[plt-scheme] Letrect (was blah. units)

From: Jerzy Karczmarczuk (karczma at info.unicaen.fr)
Date: Thu Oct 31 05:08:43 EST 2002

Zbyszek Jurkiewicz says that in my example, (cadr y), where:

>>(define y
>>   (letrec ((x (cons 1 x))) x)
>>)

> 
>...you get what you pay for.  Scheme is not lazy, so there 
> is no appropriate behaviour here.  One cannot signal unbound
> variable error here, because x is bound.  There is some
> discussion of this in SICP in connection with internal DEFINEs.


> If you introduce laziness here, you would get problems with 
> assignments (or its newer verision known as object-oriented
> programming).


I am sorry, but this has no compulsory relation to laziness. If
in one place you say explicitly that in letrec the definiens and
the definiendum belong to the same environment, and then you admit
that the only place where this work is where definiens is "lazy"
in the sense that it postpones the evaluation (lambda form contains
only the reference to the possible bindings of "x"), then you
might sleep well, but you make such perverts as myself unhappy.

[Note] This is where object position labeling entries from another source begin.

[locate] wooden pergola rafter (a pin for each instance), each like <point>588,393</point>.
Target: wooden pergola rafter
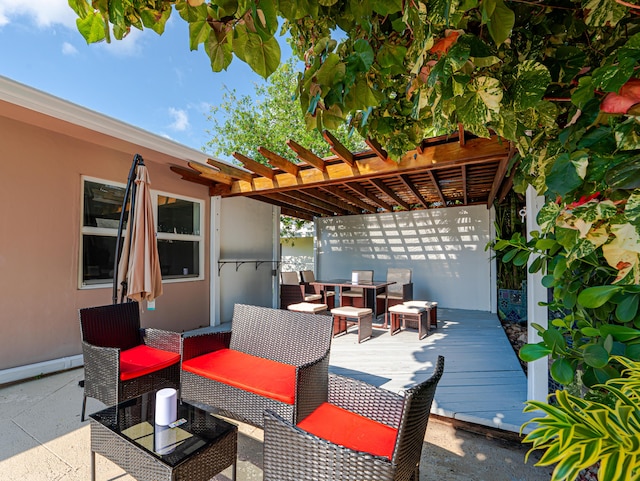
<point>455,169</point>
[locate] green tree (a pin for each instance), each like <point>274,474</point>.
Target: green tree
<point>268,118</point>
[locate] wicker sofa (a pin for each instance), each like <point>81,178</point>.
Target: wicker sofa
<point>271,360</point>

A cyclic list is not a lazy construct. You might implement it
differently: binding "x" to <undefined> if you wish, reassign it,
but then replace all the internal occurrences of x in the data
structure with the assigned value. An intelligent SECD compiler
may do that.

I do not claim that it would be a Good Thing, but, please, dont
tell me that it breaks any rules of "classical" strict programming.